WHEN Donald Trump decided that the climate change accord was not good for the US and he pulled out, I was shocked but not surprised. After all, it was what he had promised the many disenfranchised who had voted for him. He had made all these promises about jobs he was going to restore. According to Trump, climate change was a hoax perpetrated by the Chinese -- to what advantage I don't know, but to the unemployed miners and oil workers it was something they wanted to believe, because it would bring back their jobs and standard of living.
But he'd made so many promises in his off-the-cuff campaign speeches and he'd left so little space to manoeuvre that he had to follow through with many unresearched and unsubstantiated promises.
Climate change was one he obviously felt he couldn't renege on, having made so many bizarre statements about it, like his lack of understanding of the difference between climate and weather.
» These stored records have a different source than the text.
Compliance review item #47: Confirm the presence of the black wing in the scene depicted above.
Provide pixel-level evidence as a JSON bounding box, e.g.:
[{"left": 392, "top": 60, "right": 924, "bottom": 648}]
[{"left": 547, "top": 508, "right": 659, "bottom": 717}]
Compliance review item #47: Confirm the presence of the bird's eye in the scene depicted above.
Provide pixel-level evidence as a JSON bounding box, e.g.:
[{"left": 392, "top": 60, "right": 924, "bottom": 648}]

Trump said on Fox News, discussing a severe cold snap that set records across the country: "This winter is brutal," adding that climate change was a "hoax" perpetrated by "scientists [who] are having a lot of fun".
Apparently the Paris agreement was unfair on the US because the costs to it would be too high. This is wrong, as US emissions, which have been in the top three for total and per capita emissions ever since records began, haven't dropped. So Trump is attempting to weasel out of fair responsibility for emissions.
Like anyone who is aware of climate change and its consequences, I was stunned that Trump hadn't been properly informed about this, but then his closest advisers are wilfully ignorant of climate change.